There are three basic aspects to training in Aikido. They are the physical or “who you are,” the intellectual or “what you know” and wisdom or “what you understand.” These three attributes naturally lead to what you can do.


Some things about you can’t really change much, like your height or overall body size. On the other hand, strength, speed and flexibility are attributes you can clearly improve with effort. It’s popular for people to say in aikido (and in other jujitsu based martial arts) that size and strength do not matter. This is simply not true. Good technique can help you beat a bigger person, but it doesn’t eliminate the fact that bigger stronger opponents have an inherent advantage that always has to be respected. Improving your personal attributes means training to be strong, training consistently and cross training for strength and stamina.
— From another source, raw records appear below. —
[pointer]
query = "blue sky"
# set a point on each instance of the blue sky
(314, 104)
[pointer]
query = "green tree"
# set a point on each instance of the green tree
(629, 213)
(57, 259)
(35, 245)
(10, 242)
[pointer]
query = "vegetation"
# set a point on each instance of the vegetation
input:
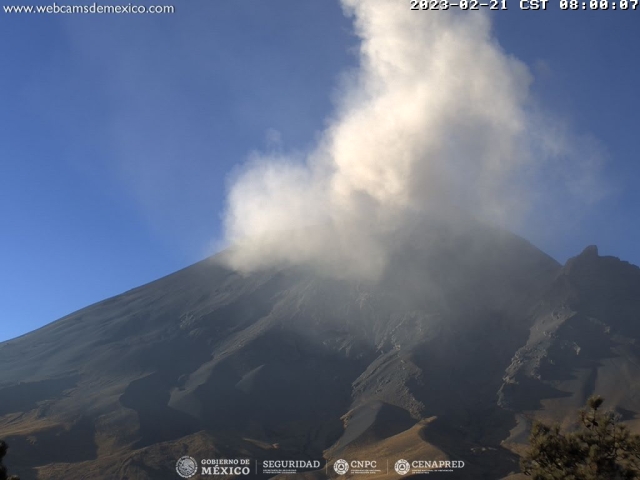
(3, 470)
(601, 449)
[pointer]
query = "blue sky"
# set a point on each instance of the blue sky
(118, 133)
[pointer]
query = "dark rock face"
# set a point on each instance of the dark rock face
(468, 324)
(583, 340)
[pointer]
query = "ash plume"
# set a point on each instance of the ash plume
(435, 117)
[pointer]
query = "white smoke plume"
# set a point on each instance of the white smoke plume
(436, 115)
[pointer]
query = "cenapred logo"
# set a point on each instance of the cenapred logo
(186, 466)
(341, 466)
(402, 467)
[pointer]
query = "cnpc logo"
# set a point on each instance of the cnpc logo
(341, 466)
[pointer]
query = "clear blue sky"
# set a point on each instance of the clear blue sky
(117, 133)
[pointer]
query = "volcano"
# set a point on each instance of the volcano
(470, 333)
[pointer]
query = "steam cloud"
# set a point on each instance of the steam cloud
(436, 115)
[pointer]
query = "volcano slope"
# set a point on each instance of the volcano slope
(470, 333)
The second attribute of a good martial artist is knowledge. Greater technical knowledge is clearly an advantage, but don’t mistake good technical knowledge for simply knowing a lot of techniques. It’s much better to know a few techniques well and have a great technical knowledge of them than it is to be a technique geek. Your goal is to know yourself as completely as possible and to bring the other person into “your world.” The better you know your own world the more in control you will be.


The third attribute is understanding the principles behind your art. What’s the inner wisdom behind your actions? This means understanding things like balance, grounding, extension, leverage, angling, breaking the opponent’s power and mental calmness. Understanding the principles of what you’re doing turns your technical knowledge into effective technique. It also allows you to respond to situations and techniques you may have never encountered before.

Wisdom also means considering the situation in its entirety.  Is your response going to minimize any unintended consequences?  Are you careful not to act out of fear or frustration?  A good martial artist exercises discipline and restraint and thinks beyond just what is in front of them.